Recién finalizó el encuentro Universidad 2010 con la participación de alrededor de 3 mil hombres nuevos y modernos (a mí me suena igual). Están dispuestos a demostrar al mundo las experiencias de los jóvenes cubanos dentro del marco universitario regional llamado UNIALBA, otro globo inflado desde Cuba y para las Américas. De hecho, el debate interactivo fue entre futuros periodistas, abogados, comunicadores sociales, médicos, farmacéuticos, matemáticos, filósofos y licenciados en historia universal.
Se sabe que el amplio espectro de especialidades universitarias es sustentado en función de nuestra sociedad y del perfil ideológico que proyectamos ante el mundo. Ya lo dijo el propio ministro de Educación Superior, Miguel Díaz-Canel Bermúdez, en las palabras de clausura: “Emociona apreciar con cuanto respeto se habla de Cuba, de nuestra experiencia en materia de educación y del aporte de nuestro país para ayudar a consolidar los procesos universitarios de muchos pueblos”.
Hago este preámbulo porque la casa de altos estudios cuenta con una nueva cátedra desde hace unos años, en la especialidad de criptografía (diseño de lenguajes y códigos secretos). Y si existen especialistas en criptografía, obviamente existen criptoanalistas supeditados al Ministerio del Interior (MININT) o a la Universidad de Ciencias Informáticas (UCI) y sus sucursales.

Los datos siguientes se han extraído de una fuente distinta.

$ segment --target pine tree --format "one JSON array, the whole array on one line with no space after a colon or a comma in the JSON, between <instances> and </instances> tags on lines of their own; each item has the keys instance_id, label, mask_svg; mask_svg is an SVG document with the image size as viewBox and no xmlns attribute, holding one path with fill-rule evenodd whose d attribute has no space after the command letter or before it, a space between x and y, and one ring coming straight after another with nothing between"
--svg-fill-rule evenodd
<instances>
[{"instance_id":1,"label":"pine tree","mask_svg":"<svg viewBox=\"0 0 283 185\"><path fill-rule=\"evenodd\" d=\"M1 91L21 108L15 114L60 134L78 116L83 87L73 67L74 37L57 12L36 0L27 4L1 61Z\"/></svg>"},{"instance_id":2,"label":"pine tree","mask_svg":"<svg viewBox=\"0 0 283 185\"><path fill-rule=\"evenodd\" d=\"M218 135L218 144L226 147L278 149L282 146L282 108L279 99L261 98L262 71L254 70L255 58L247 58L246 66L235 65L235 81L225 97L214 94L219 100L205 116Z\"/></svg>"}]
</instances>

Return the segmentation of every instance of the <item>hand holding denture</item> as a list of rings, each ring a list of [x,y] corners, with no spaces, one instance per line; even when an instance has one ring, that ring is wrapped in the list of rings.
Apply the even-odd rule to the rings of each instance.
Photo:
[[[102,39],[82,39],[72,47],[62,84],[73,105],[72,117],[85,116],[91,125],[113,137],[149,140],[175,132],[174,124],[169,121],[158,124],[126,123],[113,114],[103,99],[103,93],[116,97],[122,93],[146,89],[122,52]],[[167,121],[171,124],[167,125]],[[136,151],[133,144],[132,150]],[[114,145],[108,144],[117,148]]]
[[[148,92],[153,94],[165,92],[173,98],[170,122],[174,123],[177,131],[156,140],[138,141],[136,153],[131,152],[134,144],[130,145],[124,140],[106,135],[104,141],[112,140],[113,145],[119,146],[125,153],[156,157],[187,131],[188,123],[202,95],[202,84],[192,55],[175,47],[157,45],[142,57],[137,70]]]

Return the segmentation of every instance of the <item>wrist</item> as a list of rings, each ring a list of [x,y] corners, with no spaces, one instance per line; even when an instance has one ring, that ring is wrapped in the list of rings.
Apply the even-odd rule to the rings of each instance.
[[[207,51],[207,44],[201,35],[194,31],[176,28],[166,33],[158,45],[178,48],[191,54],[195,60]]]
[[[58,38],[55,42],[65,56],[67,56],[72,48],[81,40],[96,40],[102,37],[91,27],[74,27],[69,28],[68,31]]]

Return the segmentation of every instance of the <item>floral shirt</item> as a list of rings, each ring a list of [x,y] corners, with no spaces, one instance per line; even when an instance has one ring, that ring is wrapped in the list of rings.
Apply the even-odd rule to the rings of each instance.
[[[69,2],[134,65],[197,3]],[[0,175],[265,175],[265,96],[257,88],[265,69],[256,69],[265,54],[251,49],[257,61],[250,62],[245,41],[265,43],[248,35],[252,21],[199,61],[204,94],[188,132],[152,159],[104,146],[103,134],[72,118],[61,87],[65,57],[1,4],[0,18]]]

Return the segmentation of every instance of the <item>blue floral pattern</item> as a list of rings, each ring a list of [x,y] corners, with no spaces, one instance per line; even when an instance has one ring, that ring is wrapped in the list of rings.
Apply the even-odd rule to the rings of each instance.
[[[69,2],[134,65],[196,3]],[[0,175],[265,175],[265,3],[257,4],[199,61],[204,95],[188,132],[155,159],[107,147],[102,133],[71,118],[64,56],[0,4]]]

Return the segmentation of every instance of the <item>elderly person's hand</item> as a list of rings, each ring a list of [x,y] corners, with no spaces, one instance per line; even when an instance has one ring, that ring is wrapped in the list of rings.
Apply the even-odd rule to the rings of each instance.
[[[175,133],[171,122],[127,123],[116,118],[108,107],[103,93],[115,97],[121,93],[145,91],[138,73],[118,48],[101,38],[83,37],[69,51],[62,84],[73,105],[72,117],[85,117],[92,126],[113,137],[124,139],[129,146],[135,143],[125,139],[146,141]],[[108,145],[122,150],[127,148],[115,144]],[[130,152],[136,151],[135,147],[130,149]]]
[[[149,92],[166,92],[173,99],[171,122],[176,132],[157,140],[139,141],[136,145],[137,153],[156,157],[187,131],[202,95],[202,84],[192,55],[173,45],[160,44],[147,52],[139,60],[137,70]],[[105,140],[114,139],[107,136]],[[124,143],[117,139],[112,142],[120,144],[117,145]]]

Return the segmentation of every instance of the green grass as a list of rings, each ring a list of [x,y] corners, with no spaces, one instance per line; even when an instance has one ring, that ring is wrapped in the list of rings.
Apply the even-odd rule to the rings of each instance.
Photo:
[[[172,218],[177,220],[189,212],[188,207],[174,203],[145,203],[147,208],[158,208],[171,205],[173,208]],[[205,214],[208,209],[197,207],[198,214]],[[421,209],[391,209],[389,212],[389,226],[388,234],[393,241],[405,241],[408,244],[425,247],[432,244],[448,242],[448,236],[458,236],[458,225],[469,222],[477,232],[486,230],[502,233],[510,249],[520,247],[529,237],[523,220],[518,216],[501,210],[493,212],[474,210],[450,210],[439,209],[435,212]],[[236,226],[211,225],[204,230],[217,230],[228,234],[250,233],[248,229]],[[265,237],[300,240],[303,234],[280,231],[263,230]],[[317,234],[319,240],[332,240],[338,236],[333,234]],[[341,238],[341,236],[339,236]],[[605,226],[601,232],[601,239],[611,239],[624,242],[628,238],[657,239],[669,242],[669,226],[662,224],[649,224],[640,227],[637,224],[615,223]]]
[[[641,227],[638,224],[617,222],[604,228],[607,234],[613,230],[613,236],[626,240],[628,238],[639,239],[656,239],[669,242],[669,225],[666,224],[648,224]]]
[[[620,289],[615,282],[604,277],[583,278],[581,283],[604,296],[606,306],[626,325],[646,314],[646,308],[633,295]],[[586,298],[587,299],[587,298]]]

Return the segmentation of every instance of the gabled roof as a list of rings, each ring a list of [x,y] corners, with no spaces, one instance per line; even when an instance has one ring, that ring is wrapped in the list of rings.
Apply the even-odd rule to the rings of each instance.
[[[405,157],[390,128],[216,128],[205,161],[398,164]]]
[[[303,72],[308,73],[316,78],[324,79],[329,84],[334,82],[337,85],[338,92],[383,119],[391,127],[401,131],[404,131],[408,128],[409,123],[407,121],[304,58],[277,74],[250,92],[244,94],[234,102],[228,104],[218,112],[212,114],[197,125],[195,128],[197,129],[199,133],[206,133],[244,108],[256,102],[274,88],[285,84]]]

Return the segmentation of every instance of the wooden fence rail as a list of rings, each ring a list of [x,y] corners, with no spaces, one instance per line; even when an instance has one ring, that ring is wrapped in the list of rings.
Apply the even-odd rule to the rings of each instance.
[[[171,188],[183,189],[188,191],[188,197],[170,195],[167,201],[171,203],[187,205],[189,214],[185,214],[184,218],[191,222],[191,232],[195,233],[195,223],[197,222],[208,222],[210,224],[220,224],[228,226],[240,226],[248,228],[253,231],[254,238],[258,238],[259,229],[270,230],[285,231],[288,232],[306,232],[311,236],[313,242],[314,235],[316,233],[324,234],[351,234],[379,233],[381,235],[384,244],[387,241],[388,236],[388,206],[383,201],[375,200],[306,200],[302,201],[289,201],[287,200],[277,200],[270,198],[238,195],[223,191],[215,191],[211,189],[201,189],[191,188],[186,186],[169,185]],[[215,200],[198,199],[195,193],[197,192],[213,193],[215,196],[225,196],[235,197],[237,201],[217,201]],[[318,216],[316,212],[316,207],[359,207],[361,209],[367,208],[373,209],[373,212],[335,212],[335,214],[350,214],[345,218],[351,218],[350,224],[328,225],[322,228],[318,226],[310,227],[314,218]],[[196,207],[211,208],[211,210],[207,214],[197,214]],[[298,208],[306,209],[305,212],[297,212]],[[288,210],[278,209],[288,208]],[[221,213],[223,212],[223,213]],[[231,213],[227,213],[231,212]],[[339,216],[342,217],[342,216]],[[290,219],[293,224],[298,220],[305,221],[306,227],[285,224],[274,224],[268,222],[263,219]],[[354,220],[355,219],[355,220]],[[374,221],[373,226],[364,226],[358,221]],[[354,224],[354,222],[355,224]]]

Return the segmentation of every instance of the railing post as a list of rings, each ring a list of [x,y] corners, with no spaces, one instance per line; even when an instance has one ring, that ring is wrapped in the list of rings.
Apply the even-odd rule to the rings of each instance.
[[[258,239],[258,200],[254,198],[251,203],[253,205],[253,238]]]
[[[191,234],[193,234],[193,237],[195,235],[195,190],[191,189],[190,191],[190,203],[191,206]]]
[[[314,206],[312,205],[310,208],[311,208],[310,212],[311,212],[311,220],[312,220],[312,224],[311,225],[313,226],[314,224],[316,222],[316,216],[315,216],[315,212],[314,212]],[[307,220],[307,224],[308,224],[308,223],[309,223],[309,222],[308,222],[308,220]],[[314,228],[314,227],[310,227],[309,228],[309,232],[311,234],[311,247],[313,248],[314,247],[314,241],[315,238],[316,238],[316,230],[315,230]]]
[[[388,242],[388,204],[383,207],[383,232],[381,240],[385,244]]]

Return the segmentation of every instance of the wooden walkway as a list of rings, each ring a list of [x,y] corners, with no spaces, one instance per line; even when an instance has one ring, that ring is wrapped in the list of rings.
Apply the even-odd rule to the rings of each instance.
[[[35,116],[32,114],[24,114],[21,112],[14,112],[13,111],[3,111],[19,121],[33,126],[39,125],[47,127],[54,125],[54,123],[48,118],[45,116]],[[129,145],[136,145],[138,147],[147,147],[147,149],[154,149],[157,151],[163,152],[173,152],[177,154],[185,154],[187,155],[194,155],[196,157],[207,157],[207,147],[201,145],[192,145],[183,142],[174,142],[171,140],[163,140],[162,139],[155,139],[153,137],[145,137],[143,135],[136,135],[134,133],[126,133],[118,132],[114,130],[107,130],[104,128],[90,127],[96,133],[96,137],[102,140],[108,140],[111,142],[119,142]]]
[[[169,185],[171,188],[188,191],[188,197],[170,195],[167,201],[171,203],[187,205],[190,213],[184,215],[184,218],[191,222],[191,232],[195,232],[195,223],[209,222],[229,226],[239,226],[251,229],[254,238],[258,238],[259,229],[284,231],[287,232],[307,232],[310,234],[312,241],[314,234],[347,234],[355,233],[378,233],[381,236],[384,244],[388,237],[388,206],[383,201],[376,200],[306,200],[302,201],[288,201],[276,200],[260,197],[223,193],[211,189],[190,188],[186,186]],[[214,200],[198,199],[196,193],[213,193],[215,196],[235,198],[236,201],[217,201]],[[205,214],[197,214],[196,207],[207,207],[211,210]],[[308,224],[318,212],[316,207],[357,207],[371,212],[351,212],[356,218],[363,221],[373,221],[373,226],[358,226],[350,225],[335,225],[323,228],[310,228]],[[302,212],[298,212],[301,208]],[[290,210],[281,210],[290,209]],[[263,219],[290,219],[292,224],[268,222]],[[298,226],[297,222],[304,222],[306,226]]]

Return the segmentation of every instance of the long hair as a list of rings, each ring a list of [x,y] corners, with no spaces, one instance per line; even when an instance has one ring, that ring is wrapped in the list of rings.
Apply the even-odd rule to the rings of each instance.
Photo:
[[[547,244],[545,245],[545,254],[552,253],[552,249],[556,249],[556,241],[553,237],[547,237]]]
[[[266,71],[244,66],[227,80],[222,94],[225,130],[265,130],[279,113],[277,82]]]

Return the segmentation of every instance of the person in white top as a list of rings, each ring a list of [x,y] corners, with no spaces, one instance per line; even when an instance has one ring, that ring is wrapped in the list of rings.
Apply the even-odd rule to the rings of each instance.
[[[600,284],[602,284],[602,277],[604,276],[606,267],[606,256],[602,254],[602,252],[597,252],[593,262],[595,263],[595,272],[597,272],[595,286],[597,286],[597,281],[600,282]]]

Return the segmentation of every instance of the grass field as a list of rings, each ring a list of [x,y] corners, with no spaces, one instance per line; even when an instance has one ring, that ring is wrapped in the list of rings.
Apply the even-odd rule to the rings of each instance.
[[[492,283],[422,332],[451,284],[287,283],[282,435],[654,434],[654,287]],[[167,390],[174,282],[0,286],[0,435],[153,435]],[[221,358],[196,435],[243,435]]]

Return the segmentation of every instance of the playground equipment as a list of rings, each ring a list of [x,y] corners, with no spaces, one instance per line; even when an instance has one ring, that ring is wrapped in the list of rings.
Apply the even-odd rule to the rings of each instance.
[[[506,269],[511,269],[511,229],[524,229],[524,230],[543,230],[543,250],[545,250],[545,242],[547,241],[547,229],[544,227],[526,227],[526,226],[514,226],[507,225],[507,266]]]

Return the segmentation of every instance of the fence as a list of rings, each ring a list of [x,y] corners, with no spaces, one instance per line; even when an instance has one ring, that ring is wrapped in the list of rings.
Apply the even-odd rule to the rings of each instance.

Pienso que esto de la criptografía no tenga mucho auge en Cuba, porque sin ser fósil, la revolución cubana es difícil descifrar hacia dónde y cómo se encamina en un mundo de mayoría neoliberal. Y aún cuando esté fosilizada la revolución, los jerodiscursos o los laptopapiros serán el criptograma incógnito para los autó

matas del futuro.
Creo que más sentido tiene graduar criptoanálistas con título de oro, encargados en descifrar códigos y lenguajes secretos. Sí, porque hoy, exactamente en este mismo minuto, pueden estar en función del descifrado de un password de yahoo o de gmail. Especifico esto porque muchos colegas del periodismo independiente o de la blogosfera se preguntarán por qué no subió el texto o la foto en Internet, también por qué le han borrado correos o entradas en su blog personal.
Por eso, los mismos criptógrafos de la Universidad de La Habana –caractericémoslos como hombres modernos- aconsejan crear password, ya sea para correos electrónicos o administradores de ordenador, de 10 ó 15 caracteres e intercalar entre ellos otros símbolos del teclado.
Universidad 2010 abrió el camino del intercambio a través del ALBA, en momentos que el estudiantado en Venezuela se fragmenta. El propio presidente Hugo Rafael Chávez Frías pide el agua por señas y Cuba la sirve con su aporte logístico. En ello también somos “luz y faro” para los pueblos de América y el mundo, también creadores a las sombra de un lenguaje que distorsiona su libertad y soberanía.